Alexion Pharma and the National Institute for Health and Care Excellence have come to a new arrangement that widens NHS access to Strensiq for people with paediatric-onset hypophosphatasia.
The extremely rare inherited condition, which affects between one and seven babies each year in England, is characterised by defective bone mineralisation that can lead to destruction and deformity of bones, profound muscle weakness, seizures, respiratory failure and premature death.
Strensiq is an enzyme replacement therapy that targets the underlying cause of the disease but, with the cost of the treatment per person hitting an eye-watering £377,000 a year, cost regulators had previously sought to restrict its use by the NHS to those with the most urgent need.
Originally, NICE backed the therapy as an option for treating the bone manifestations of hypophosphatasia (HPP_ in babies with perinatal- and infantile-onset disease, but not in people those with juvenile-onset disease.

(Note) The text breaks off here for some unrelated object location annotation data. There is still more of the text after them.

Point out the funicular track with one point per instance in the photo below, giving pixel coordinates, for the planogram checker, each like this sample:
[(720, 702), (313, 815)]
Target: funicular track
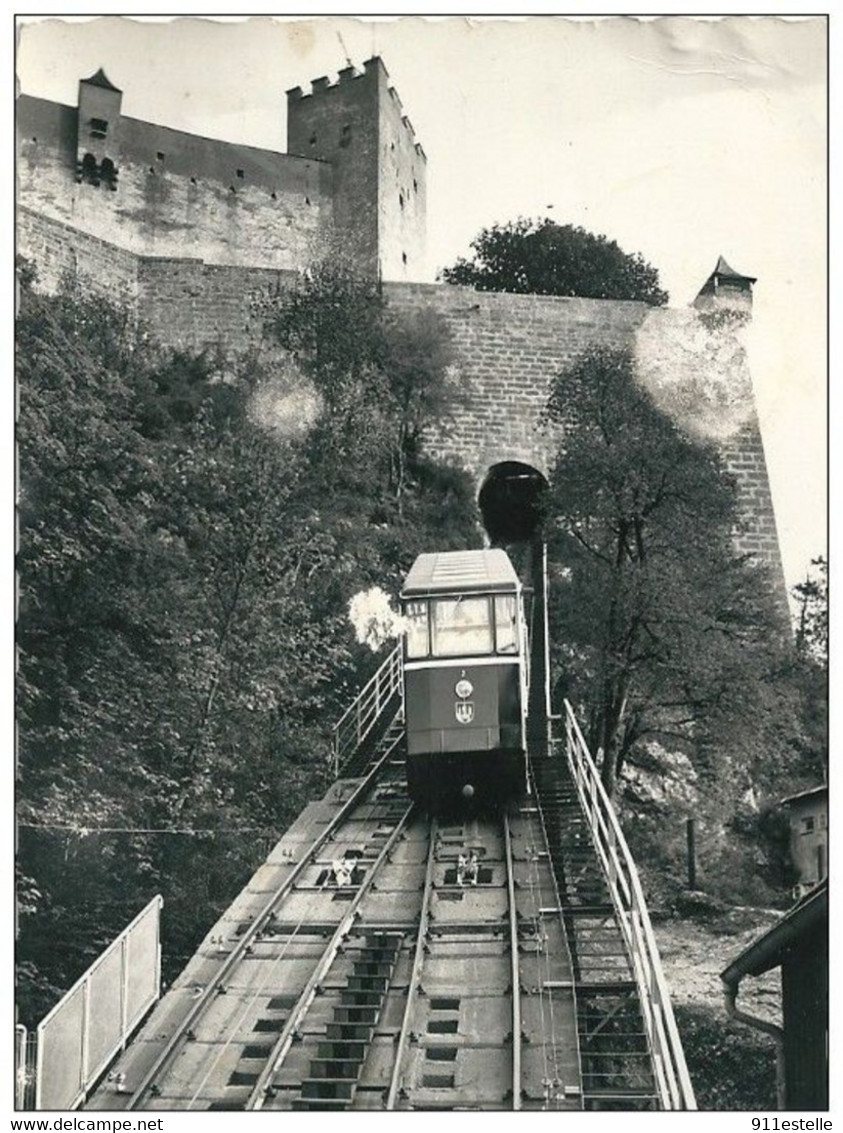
[(407, 985)]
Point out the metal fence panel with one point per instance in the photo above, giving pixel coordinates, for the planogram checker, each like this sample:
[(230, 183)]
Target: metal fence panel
[(105, 1024), (143, 968), (86, 1029), (60, 1066)]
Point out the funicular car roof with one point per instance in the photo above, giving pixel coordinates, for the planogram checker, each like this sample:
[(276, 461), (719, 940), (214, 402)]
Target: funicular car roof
[(460, 571)]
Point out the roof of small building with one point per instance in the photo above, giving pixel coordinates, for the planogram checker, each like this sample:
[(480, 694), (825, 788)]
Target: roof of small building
[(769, 948), (457, 571), (101, 79), (725, 272), (823, 789)]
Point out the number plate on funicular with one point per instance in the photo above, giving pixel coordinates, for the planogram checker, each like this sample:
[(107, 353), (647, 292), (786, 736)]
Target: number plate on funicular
[(463, 710)]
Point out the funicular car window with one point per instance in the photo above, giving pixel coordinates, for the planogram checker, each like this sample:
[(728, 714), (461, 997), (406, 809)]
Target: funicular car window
[(417, 629), (505, 623), (461, 625)]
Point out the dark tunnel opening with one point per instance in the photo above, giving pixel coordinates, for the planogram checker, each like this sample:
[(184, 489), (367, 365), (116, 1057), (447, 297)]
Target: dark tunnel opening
[(512, 503)]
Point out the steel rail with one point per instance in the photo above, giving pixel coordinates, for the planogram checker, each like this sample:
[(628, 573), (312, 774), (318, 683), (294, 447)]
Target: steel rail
[(237, 953), (418, 961), (286, 1038), (558, 899), (516, 970)]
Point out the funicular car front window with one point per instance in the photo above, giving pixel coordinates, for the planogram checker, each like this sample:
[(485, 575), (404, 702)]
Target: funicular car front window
[(461, 627), (505, 623), (417, 637)]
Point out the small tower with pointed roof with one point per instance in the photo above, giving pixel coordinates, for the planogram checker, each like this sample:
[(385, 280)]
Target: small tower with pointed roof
[(98, 130), (726, 291)]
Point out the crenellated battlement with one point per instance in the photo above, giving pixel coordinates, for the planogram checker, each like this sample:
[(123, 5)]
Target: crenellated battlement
[(352, 176), (346, 75)]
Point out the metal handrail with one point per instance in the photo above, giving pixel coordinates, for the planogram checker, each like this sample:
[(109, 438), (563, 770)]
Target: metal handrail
[(365, 709), (672, 1078)]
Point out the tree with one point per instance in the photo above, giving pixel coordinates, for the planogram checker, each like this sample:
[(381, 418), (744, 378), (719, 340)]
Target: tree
[(664, 630), (542, 257), (812, 627), (810, 670)]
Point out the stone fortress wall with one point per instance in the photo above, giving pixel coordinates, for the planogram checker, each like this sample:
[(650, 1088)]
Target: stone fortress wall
[(252, 218)]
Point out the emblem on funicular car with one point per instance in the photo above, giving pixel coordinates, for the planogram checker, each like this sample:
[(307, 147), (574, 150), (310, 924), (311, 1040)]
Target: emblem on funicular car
[(463, 710)]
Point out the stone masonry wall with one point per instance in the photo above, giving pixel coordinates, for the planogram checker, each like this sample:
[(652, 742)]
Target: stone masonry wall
[(508, 349), (229, 204)]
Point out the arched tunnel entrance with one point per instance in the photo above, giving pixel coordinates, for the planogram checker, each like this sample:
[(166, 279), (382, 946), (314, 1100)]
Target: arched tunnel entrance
[(512, 502)]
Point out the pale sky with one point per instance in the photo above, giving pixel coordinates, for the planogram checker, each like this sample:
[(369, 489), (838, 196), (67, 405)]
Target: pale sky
[(682, 138)]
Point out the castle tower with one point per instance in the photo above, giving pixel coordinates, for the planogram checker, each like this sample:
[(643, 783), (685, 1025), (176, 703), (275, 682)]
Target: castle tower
[(380, 170), (98, 130), (726, 290)]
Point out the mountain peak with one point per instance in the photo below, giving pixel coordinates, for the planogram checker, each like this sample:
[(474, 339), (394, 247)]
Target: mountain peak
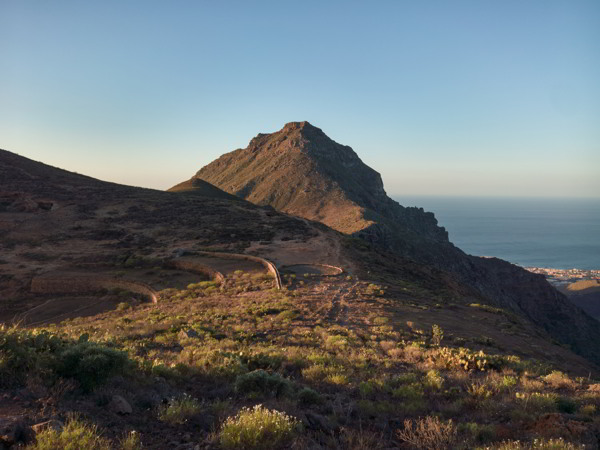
[(304, 125), (301, 171)]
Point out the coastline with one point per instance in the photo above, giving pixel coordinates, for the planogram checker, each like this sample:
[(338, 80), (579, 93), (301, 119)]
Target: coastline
[(562, 277)]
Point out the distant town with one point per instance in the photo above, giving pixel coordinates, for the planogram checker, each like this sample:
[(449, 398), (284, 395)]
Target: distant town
[(561, 276)]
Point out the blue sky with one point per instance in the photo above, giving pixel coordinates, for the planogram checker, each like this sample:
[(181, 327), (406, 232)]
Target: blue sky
[(443, 98)]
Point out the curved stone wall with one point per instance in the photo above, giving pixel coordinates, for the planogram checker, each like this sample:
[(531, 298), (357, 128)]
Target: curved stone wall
[(271, 268)]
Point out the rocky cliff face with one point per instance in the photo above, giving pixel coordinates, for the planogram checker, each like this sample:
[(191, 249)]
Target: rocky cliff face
[(300, 171)]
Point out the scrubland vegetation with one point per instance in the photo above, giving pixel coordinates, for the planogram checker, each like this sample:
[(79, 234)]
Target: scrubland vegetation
[(247, 366)]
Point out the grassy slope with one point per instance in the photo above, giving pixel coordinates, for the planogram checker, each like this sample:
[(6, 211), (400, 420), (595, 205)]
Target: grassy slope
[(351, 359)]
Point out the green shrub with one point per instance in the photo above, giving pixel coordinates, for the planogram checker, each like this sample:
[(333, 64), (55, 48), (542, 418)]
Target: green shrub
[(90, 364), (257, 428), (131, 442), (566, 405), (428, 433), (537, 444), (262, 361), (179, 410), (434, 380), (437, 334), (23, 352), (75, 435), (308, 396), (261, 382)]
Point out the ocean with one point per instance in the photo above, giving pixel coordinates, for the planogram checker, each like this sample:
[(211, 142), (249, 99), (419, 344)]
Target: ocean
[(531, 232)]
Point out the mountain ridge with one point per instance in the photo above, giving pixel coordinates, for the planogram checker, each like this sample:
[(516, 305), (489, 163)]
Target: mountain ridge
[(300, 171)]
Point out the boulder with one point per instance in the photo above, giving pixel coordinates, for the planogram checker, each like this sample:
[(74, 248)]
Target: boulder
[(119, 405), (15, 431), (49, 424)]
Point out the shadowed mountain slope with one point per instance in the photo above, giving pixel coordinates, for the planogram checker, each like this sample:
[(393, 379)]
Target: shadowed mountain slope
[(300, 171)]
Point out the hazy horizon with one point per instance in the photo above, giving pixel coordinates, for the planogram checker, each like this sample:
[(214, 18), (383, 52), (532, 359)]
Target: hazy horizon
[(452, 99)]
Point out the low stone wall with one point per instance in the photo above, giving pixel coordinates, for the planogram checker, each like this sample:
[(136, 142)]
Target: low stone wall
[(190, 265), (271, 268), (339, 270), (77, 284)]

While juvenile-onset disease has a much lower mortality rate than cases appearing in infancy, where 100 percent percent of those diagnosed in the first six months of their lives die before they reach one year, later forms are often linked with debilitating and lead to bone deformities that may result in delayed walking, limb weaknesses, skeletal pain and non-traumatic fractures.

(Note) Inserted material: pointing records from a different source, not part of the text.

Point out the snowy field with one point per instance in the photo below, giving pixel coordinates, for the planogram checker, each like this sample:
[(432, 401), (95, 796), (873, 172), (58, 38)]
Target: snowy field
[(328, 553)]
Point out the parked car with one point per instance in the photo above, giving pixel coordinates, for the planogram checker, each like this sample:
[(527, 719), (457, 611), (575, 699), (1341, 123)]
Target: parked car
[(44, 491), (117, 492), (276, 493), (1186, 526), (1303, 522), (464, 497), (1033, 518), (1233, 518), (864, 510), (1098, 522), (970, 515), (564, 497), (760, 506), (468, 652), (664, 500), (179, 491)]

However, in new draft guidelines the Institute is recommending Strensiq (asfotase alfa) for all eligible patients paediatric-onset HPP, following an improved deal that includes a five-year managed access agreement reducing the cost of the drug to the NHS. During this time, extra information on the therapy’s use can be collected to help shape future guidelines on its use.
Described as a ‘step-change’ in the management of the condition, the drug offers a ‘lifeline’ for people that could enable them to have a good quality of life but without which they would not survive, NICE said.
“It is a success that patients with HPP in England who meet the criteria of the Managed Access Agreement will have access to Strensiq, which is the only treatment for this severely debilitating and often life-threatening disease,” said Lindsay Weaver, chief executive, Children Living with Inherited Metabolic Diseases (CLIMB).
“We are relieved that NICE, NHS England and Alexion have reached an agreement that benefits patients with paediatric-onset HPP most in need of treatment. We will be following the progress of the agreement, which involves the collection of robust data, to ensure continued access for patients.”